A la hora de ver a mis amigos siento una especie de nostalgia (aquí ya estoy hablando de mis amigos, que no es lo mismo que ex compañeros excepto para un caso), hace apenas unos pocos meses aún estábamos dándonos de topes contra las paredes de la facu por que no terminabamos las prácticas y hoy nos encontramos hechos un manojo de nervios por la falta de tiempo, o somos seres enteramente aburridos y con esa maldita certeza de que hay que ir a trabajar. Yo envidio a las personas que no tienen trabajo, pero no a las que les preocupa no tener dinero. Para terminar pronto, envidio a los indigentes, a los malabaristas de esquina, a los faquires de semáforo, a los limosneros del metro, ellos si que saben como vivir sin ser esclavos. ¿No se han dado cuenta que, por ejemplo, los malabaristas de esquina disfrutan de su acto? Uno pasa donde ellos y piensa muy tontamente (o hasta inocentemente) "pobres". No, pobre tú que tienes que pasar por ahí, pobre de tí que no puedes salir corriendo porque el tráfico está pesado y no puedes abandonar el auto; porque ellos lo gozan, ellos lo hacen por amor al arte y, cuando se aburren, simplemente toman sus pies y se van de ahí. Asi de simple. Desgraciadamente el título universitario lo arruina todo.

Yo extraño ser desempleado. Creo que nunca antes me sentí como en aquella muy corta etapa de mi vida. No tenía, por un lado, que preocuparme por la escuela, ni tenía que venir todos los días a esta malvada oficina blanca. Salía a la calle, andaba con calma, escribía (cosas que no publicaré jamás), fantaseaba y hacía planes; en una sola palabra, pensaba. Yo pensaba en los ojos de alguien, en su boca, en su cuerpo y cuando la veía, el cielo de abría. Hoy ni eso, porque no puedo verla más. Es un pensamiento muy cursi, pero es así. Hoy no hago más que estar pensando en desmopresinas, mesalazinas, FSH, hCG y demás cosas que hacen bien a la gente, pero que a mí me llenan la vida de vacío. No, definitivamente no hago mi trabajo por gusto y eso me preocupa mucho, porque entonces elegí mal mi vocación. O a lo mejor sólo estaba equivocado. Yo pensaba que ser químico era lo más fantástico del mundo, hacer miles de experimentos con sustancias que olian a rayos, que quemaban, que producían cáncer, que dañaban los pulmones; eso era mi vida. Todavía con las radiaciones era más dificil porque no se ven, pero que feliz fui. Hoy sólo me quejo. Porque de químco (titulado y con honores) pasé a ser secretario de alto nivel (¡que bueno que tomé aquellos cursos de mecanografía!), eso es para derpimir ¿no?
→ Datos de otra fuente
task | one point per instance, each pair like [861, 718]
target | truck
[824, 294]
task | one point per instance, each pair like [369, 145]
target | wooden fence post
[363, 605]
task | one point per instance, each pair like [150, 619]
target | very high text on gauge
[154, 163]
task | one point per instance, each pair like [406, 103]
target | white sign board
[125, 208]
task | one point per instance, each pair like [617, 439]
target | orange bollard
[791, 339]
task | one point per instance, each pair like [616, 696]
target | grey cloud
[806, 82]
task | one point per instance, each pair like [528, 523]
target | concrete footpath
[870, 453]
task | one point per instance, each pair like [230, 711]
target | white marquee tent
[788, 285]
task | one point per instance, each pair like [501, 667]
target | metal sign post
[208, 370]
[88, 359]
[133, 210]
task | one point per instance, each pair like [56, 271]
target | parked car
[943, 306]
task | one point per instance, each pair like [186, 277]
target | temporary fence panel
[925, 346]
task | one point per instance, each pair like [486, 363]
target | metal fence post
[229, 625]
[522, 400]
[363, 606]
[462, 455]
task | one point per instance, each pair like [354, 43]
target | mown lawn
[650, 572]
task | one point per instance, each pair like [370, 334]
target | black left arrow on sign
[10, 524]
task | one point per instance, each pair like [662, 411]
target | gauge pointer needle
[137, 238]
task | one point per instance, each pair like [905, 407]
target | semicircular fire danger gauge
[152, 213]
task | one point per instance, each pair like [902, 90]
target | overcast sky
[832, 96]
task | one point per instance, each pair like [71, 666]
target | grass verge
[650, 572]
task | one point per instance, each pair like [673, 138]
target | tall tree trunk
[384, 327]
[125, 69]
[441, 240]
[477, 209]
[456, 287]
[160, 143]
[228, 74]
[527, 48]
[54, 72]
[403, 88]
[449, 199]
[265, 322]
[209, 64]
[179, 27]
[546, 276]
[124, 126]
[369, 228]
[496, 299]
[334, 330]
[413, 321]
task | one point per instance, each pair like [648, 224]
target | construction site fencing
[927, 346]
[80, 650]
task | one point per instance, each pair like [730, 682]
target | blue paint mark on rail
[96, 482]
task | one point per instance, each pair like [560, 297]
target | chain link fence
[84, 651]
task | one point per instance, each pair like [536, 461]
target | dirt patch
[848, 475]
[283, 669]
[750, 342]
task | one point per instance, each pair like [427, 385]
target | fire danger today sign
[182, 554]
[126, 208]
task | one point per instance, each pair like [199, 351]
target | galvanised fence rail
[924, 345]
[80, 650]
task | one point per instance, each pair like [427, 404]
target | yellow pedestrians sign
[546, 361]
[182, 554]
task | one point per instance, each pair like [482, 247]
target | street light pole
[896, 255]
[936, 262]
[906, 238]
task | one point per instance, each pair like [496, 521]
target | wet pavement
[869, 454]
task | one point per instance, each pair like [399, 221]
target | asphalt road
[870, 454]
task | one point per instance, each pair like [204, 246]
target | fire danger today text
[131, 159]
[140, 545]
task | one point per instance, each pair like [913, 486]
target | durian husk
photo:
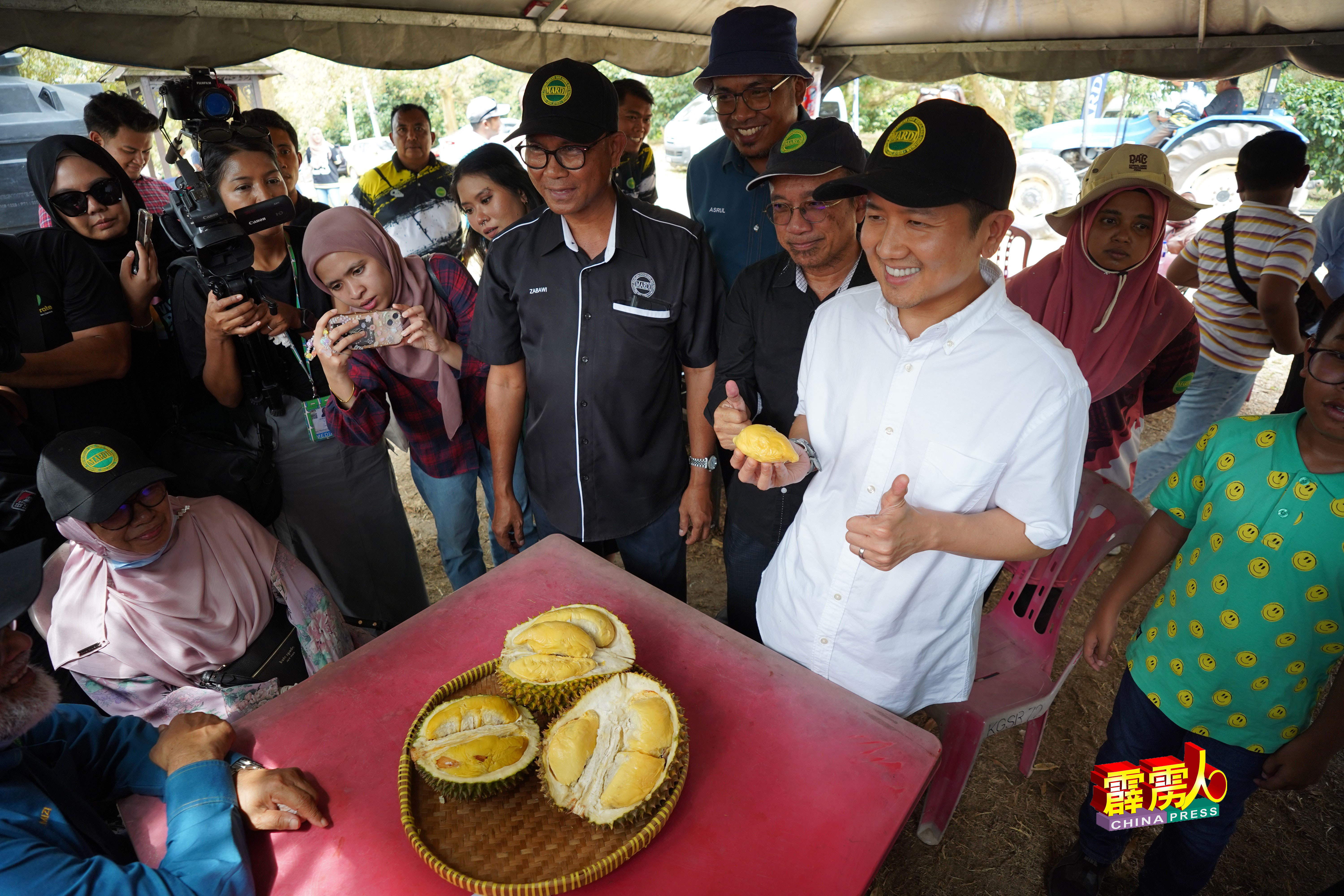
[677, 768]
[553, 698]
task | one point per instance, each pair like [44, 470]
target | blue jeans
[452, 500]
[1183, 858]
[1214, 394]
[655, 554]
[745, 561]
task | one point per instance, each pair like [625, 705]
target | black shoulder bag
[1310, 308]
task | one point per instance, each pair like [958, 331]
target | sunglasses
[73, 203]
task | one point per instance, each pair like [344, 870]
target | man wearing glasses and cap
[765, 323]
[588, 312]
[62, 765]
[756, 86]
[946, 428]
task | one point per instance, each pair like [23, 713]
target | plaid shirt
[416, 402]
[154, 193]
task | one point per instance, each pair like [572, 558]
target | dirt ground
[1009, 829]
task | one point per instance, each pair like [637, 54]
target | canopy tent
[907, 41]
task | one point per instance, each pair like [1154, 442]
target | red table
[795, 785]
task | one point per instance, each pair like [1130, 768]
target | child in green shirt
[1237, 649]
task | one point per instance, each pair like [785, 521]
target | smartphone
[377, 328]
[144, 224]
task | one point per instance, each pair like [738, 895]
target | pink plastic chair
[1017, 652]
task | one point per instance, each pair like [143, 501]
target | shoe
[1075, 875]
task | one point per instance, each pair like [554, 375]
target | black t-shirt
[64, 291]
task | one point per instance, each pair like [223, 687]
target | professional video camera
[200, 224]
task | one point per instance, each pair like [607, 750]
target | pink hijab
[194, 609]
[1115, 323]
[354, 230]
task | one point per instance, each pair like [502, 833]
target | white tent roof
[908, 41]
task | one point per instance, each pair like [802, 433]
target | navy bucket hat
[753, 41]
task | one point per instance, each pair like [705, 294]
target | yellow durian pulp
[765, 444]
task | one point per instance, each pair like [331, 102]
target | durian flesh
[475, 746]
[610, 756]
[765, 444]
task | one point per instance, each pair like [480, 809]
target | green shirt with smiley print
[1241, 641]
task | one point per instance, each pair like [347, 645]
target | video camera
[201, 225]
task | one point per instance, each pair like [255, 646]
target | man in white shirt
[948, 428]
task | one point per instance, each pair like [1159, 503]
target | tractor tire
[1206, 162]
[1045, 183]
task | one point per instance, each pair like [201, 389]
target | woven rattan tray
[515, 843]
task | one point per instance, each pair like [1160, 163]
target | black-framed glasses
[150, 496]
[757, 99]
[571, 158]
[73, 203]
[812, 211]
[1326, 366]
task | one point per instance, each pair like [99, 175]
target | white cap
[485, 108]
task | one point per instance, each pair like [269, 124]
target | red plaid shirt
[154, 193]
[416, 402]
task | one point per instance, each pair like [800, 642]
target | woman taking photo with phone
[421, 374]
[341, 512]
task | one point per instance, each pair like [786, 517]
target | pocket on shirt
[950, 480]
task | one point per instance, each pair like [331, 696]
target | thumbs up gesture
[893, 534]
[730, 417]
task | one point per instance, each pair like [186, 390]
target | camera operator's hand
[232, 316]
[142, 287]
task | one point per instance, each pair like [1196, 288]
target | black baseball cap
[89, 473]
[571, 100]
[21, 574]
[937, 154]
[815, 147]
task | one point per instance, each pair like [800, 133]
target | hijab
[354, 230]
[193, 608]
[1115, 323]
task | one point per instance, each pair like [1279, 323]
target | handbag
[275, 653]
[1310, 308]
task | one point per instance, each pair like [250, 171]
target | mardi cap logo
[794, 140]
[557, 90]
[904, 139]
[99, 459]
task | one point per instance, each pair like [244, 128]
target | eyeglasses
[571, 158]
[146, 498]
[73, 203]
[812, 211]
[1326, 366]
[756, 99]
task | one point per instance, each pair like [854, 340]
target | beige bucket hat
[1119, 168]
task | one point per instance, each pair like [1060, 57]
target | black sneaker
[1075, 875]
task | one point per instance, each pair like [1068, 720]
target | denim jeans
[655, 554]
[452, 500]
[1214, 394]
[744, 562]
[1183, 858]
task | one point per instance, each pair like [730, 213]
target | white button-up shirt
[983, 410]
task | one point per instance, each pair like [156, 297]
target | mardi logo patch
[794, 140]
[99, 459]
[904, 139]
[557, 90]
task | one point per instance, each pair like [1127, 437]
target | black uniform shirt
[604, 340]
[761, 336]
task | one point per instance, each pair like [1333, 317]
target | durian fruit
[765, 444]
[557, 656]
[472, 747]
[614, 757]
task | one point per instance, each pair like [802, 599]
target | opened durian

Debe ser la falta de costumbre. Pero esa es una de las cosas que nunca he querido hacer, acostumbrarme, porque cuando ese maldito verbo se hace prsente, todo el sentimiento y el goce de lo que uno hace se desvanece. Debe ser horrible levantarse temprano y no notar las estrellas opacadas de a poquito por el sol, o perderse del detalle maravilloso del juego de colores que antecede a la salida del astro Rey, o de la increible habilidad de coordinar pies y manos del conductor de los camiones en ruinas que nos transportan. A mí me parecería una pérdida insondable no poder asombrarme con el viento, con la lluvia y hasta con el olor del Río Lerma. No, en definitiva, antes que me acostumbre a trabajar renunciaré.

En fin, para hacer aún más patente mi queja, tengo que hacer algo y terminarlo antes de las 11, para no salir a las 20... Definitivamente, estoy jodido.

P. D. Pero que nadie piense que me disguta mi trabajo, es sólo un momento de crisis.